Unfortunately, the “right” solution for China—increasing reliance on market economics and growing domestic consumption—is not politically attainable. It is easier for China to export its domestic economic problems than it is to make the hard decisions of dealing with them at home, decisions that would likely undermine the Chinese Communist Party’s control. This leaves victim countries with little choice but to push back.

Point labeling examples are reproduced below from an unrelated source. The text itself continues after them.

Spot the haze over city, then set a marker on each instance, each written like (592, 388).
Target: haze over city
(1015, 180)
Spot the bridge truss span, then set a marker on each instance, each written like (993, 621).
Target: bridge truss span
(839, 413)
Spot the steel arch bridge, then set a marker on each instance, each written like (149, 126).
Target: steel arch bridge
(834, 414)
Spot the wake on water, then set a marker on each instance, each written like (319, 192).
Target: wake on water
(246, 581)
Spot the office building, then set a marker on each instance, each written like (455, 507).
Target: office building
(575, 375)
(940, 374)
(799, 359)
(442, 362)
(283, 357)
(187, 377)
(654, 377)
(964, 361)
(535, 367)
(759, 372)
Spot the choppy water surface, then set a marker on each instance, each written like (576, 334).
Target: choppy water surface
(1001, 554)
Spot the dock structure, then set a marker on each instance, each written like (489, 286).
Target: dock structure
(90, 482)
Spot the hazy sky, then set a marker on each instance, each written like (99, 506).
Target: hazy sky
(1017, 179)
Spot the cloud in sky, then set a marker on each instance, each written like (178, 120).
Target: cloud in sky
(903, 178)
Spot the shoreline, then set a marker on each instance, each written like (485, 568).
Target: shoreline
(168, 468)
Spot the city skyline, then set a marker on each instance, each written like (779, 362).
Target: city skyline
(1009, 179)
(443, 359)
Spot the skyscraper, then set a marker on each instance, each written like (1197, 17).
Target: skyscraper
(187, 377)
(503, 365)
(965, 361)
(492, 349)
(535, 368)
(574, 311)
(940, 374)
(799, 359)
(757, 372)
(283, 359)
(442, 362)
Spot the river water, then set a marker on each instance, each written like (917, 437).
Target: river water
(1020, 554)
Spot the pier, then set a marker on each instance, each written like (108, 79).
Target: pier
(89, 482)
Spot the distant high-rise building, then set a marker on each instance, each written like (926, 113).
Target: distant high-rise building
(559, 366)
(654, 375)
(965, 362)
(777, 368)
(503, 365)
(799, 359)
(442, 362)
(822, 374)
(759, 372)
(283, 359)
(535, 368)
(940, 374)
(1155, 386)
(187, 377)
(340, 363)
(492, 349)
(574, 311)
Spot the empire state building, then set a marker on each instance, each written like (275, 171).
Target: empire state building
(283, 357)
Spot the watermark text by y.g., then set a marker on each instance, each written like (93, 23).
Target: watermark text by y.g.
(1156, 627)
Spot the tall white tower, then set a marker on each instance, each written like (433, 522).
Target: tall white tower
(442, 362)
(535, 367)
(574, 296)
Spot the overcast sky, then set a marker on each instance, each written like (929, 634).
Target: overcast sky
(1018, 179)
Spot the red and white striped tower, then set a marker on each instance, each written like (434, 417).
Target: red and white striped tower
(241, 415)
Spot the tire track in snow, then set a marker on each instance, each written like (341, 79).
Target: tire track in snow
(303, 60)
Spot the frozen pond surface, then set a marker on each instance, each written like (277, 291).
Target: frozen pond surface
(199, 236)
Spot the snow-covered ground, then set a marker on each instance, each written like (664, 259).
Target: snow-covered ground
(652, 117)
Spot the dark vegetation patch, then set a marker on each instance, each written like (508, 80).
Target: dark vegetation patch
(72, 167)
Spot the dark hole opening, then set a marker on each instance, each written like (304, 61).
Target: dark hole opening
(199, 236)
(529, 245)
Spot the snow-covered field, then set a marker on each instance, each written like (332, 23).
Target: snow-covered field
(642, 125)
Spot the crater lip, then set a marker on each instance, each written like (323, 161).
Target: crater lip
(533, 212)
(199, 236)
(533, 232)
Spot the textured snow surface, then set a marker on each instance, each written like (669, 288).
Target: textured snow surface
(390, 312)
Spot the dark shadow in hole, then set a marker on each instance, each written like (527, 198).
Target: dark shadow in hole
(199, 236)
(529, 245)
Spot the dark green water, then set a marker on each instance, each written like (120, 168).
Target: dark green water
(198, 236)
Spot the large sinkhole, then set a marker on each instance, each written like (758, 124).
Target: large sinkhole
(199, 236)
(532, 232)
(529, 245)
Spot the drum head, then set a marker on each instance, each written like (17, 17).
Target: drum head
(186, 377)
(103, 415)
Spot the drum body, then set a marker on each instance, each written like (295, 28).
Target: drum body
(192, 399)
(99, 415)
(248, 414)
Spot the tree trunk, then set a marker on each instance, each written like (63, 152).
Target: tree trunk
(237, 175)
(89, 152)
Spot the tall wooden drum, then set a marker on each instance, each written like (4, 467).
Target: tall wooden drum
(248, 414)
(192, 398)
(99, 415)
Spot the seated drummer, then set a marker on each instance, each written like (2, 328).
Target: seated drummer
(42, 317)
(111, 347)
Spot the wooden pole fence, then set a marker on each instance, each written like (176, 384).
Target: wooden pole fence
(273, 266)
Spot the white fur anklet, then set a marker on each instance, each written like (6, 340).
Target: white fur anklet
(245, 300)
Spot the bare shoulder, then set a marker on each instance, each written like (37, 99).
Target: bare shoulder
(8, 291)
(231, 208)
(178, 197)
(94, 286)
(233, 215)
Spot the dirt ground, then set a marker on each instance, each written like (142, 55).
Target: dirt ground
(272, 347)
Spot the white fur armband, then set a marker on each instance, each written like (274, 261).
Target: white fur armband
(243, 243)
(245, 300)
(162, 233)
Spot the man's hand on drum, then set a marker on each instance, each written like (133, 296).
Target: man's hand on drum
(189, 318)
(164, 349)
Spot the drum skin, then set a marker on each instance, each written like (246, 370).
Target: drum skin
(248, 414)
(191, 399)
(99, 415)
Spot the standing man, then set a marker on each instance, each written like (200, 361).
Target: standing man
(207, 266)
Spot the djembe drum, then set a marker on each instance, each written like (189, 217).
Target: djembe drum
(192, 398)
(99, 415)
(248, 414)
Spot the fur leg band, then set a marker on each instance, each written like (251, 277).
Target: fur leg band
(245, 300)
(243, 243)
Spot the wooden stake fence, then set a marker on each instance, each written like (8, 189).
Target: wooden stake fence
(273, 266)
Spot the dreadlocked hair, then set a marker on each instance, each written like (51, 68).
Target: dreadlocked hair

The United States has been pushing back for years with little help from other countries that either welcome the cheap imports or don’t want to stand up to a Chinese government with a long history of economic coercion. Now it appears that help might be on the way as more countries understand the threat overcapacity poses for their own economies. The challenge now is to convert that newfound concern from a series of uncoordinated individual actions into an organized, coordinated global strategy. That will be a task for the next administration. Whether either of the candidates is up to it remains to be seen.

William Reinsch holds the Scholl Chair in International Business at the Center for Strategic and International Studies in Washington, D.C.